Même si les mathématiques fondamentales sont un objet de recherche sans relation immédiate avec les entreprises, elles engendrent des retombées à long terme sur l’activité - comme le montre par exemple le « petit » théorème de Fermat [1] devenu indispensable dans la sécurité des échanges numériques (cryptographie), utilisé aussi dans l’économie, la démographie, l’étude des réseaux sociaux …plus de 3 siècles et demi après son énoncé par son découvreur. Quant à elles, les mathématiques appliquées sont très demandées par les entreprises pour les applications qu’elles permettent de créer pour leurs activités.

Enjeux et questions

Ainsi les entreprises recherchent des compétences avancées et intermédiaires en mathématiques mais un certain nombre déplore une diminution de compétences de base ou intermédiaires parmi les salariés et essaie de compenser par de la formation continue. Elles expriment un besoin de dialogue et de collaborations plus nourries entre entreprises et chercheurs et doctorants.

Or, alors que les mathématiques sont un domaine d’excellence de la recherche en France, on constate une baisse du niveau général des élèves en maths. Les différentes enquêtes le confirment, que ce soit les enquêtes Pisa [2] qui montre une baisse du niveau en maths des élèves de 15 ans de -4 % entre 2000 et 2018, les études Timss pour les élèves de CM1 et de 4ème où la France se montrent en-dessous du niveau moyen de l’UE et de l’Ocde, ou la Depp (direction de l’évaluation, de la prospective et de la performance – ministère de l’Éducation nationale) qui démontre que le niveau de maths en CM2 est en baisse depuis 35 ans (1987), quelle que soit la catégorie socioprofessionnelle des parents, avec en plus un creusement des écarts entre les élèves en difficulté et les autres élèves.

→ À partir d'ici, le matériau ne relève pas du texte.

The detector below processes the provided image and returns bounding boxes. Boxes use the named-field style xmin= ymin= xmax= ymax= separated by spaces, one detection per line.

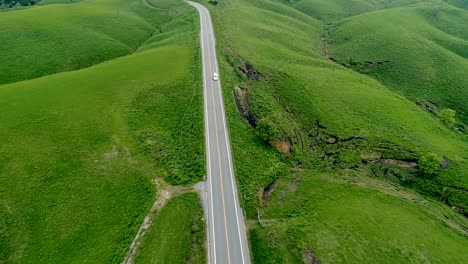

La fondation Jean Jaurès ajoute le constat d’une mésinformation des jeunes à la science et une attitude plus critique à son encontre [3]. La disparition des maths en fin de lycée dans la réforme Blanquer, annulée par le nouveau ministre, ne risquait pas d’arranger les problèmes !

Plus positif, le nombre d’étudiants en maths dans le supérieur augmente avec, en 2020, 915 000 étudiants en formation scientifique (32 % des étudiants du supérieur) dont 330 000 en mathématiques (formations d’ingénieurs, classes préparatoires, DUT, licence-master-doctorat). D’ailleurs leur insertion professionnelle est positive, mais beaucoup vers les secteurs public et académique. Les passerelles vers le secteur privé et les perspectives de carrière ont besoin d’être élargies.



Ainsi, les mathématiques sont et seront un atout fort pour la compétitivité et l’innovation, donc au final pour l’emploi. À l’ère du numérique les mathématiques sont encore plus essentielles.


Source


Notes :

[1Le « petit théorème de Fermat » (1640) : « Tout nombre premier mesure infailliblement une des puissances -1 de quelque progression que ce soit, et l’exposant de ladite puissance est sous-multiple du nombre premier donné -1 ».